Friday, January 24, 2020

Book Review 2019 #3 - Erin Morgenstren's The Starless Sea

The Starless Sea by Erin Morgenstern
Published by: Doubleday
Publication Date: November 5th, 2019
Format: Hardcover, 512 Pages
Rating: ★★★★★
To Buy

When he was young Zachary Ezra Rawlins found a door. Graffitied on the side of his home. Appearing overnight and painted over by the end of the day. He did not go through it and did not tell anyone about it but over the years wondered what would have happened. Therefore it comes as a shock when perusing the stacks of his school's library during winter break that there is a book with his story in it. This impossibility leads him on a hunt that will forever change his life. A hunt for a bee, a key, and a sword.
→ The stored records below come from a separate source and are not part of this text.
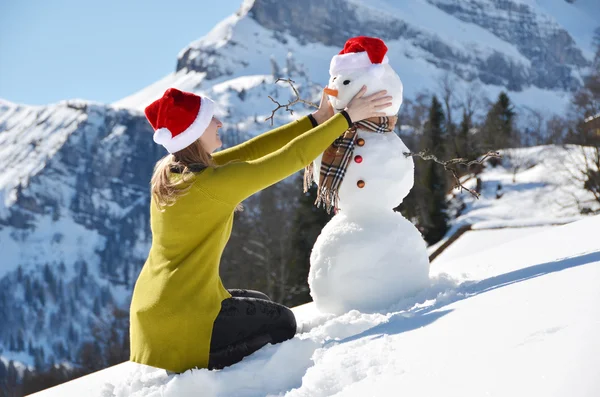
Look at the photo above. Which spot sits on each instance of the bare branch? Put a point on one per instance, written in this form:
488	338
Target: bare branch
425	155
290	103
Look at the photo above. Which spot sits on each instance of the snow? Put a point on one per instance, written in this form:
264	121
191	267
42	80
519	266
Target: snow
519	319
367	262
243	48
479	240
538	188
368	257
466	37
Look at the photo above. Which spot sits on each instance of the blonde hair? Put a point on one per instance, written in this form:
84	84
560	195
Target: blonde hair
166	190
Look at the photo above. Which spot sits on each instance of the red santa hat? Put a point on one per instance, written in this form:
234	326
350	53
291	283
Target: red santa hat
179	118
361	52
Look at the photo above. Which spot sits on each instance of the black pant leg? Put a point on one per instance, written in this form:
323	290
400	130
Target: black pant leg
244	325
248	293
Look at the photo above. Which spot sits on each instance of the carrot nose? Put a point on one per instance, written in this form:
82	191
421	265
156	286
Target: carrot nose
331	91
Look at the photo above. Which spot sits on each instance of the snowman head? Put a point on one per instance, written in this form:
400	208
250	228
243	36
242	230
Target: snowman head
363	62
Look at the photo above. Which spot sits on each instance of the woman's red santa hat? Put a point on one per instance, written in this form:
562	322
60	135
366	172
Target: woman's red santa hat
179	118
360	52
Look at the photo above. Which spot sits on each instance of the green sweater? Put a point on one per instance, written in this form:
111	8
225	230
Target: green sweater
178	293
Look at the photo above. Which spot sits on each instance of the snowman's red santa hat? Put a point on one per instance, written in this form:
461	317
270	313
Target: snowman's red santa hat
360	52
179	118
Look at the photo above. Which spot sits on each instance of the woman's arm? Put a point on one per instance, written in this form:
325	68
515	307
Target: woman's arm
265	143
235	182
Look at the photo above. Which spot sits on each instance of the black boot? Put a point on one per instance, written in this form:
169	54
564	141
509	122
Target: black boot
234	353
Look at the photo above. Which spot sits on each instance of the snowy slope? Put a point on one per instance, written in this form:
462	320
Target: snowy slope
520	319
66	201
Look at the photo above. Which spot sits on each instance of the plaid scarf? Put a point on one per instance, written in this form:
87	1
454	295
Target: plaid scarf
336	159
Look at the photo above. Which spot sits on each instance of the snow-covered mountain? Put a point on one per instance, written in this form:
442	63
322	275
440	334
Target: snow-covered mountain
537	50
518	319
74	227
73	221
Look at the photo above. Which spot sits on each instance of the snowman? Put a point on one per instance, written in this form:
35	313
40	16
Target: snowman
367	257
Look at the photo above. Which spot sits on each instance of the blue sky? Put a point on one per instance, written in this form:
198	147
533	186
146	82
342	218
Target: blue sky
52	50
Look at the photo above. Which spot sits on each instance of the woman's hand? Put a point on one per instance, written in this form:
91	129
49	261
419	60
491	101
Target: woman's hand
325	111
362	107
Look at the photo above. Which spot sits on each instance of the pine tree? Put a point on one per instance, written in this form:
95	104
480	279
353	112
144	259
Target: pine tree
434	179
498	131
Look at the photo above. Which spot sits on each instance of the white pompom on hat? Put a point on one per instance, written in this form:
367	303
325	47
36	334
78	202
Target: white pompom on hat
361	52
179	118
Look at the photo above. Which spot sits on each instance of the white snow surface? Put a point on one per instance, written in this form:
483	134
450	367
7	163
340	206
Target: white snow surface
519	319
540	186
367	247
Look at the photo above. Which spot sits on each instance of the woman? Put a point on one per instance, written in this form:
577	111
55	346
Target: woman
181	315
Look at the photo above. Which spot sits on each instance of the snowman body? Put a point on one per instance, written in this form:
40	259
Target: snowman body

A hunt that leads him into the cross-hairs of warring parties. At a literary themed masquerade at the Algonquin Hotel in New York he meets the players who will lead him down his path. Mirabel, the painter, and Dorian, the storyteller. But this path doesn't come without dangers. Far beneath the Earth there are tunnels and rooms and each and every one of them is filled with books and stories and adventures to be had. But they are all in danger. This subterranean world was once alive and vibrant and here Zachary Ezra Rawlins has finally stepped through the door into a magical world in it's death throes. What would have happened if he had arrived earlier? What will happen now that he's here? Can he save the library with his new companions or is it all lost before his adventure has really begun?
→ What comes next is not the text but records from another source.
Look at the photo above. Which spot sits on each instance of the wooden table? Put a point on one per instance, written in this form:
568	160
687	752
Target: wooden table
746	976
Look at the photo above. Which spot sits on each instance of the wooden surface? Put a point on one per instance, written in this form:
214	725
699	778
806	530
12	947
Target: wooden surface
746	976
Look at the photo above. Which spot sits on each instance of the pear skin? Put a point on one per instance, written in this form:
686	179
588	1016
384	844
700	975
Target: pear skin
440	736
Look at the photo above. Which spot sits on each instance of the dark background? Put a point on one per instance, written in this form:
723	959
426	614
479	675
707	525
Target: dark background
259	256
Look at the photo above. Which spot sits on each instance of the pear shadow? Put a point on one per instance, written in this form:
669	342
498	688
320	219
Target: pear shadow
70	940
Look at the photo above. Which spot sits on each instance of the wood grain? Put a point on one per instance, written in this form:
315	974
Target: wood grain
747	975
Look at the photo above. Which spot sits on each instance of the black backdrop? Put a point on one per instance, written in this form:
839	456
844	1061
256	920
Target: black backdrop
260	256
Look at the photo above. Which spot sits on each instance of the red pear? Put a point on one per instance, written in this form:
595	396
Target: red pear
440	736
The Starless Sea is an ode to books and book lovers and all forms of stories. The plot twists and turns and is a complex puzzle waiting to be solved. A quest for the reader and for Zachary Ezra Rawlins. When you reach the end it becomes a beginning and it almost feels necessary to turn back to the first page and relive all the adventure and heartache. There's something nostalgic about it, it harkens back to well loved movies and books and even video games. There's more than a dash of The Neverending Story, and Labyrinth, and The Magicians, and and and a million other books and adventures I loved as a kid and adult. Though I have noted the discontent in some readers who were expecting a new iteration of The Night Circus. At first I to was hoping for that and while The Starless Sea is definitely not that it's so unique, so it's own thing, that I love it for what it is and the work you put in to understand and follow what is happening is justly rewarded. Books shouldn't be easy. Books should make us think, challenge us in ways we didn't expect, take us on an epic adventure that makes us realize why we fell in love with stories in the first place. I fell into The Starless Sea and don't care to be rescued.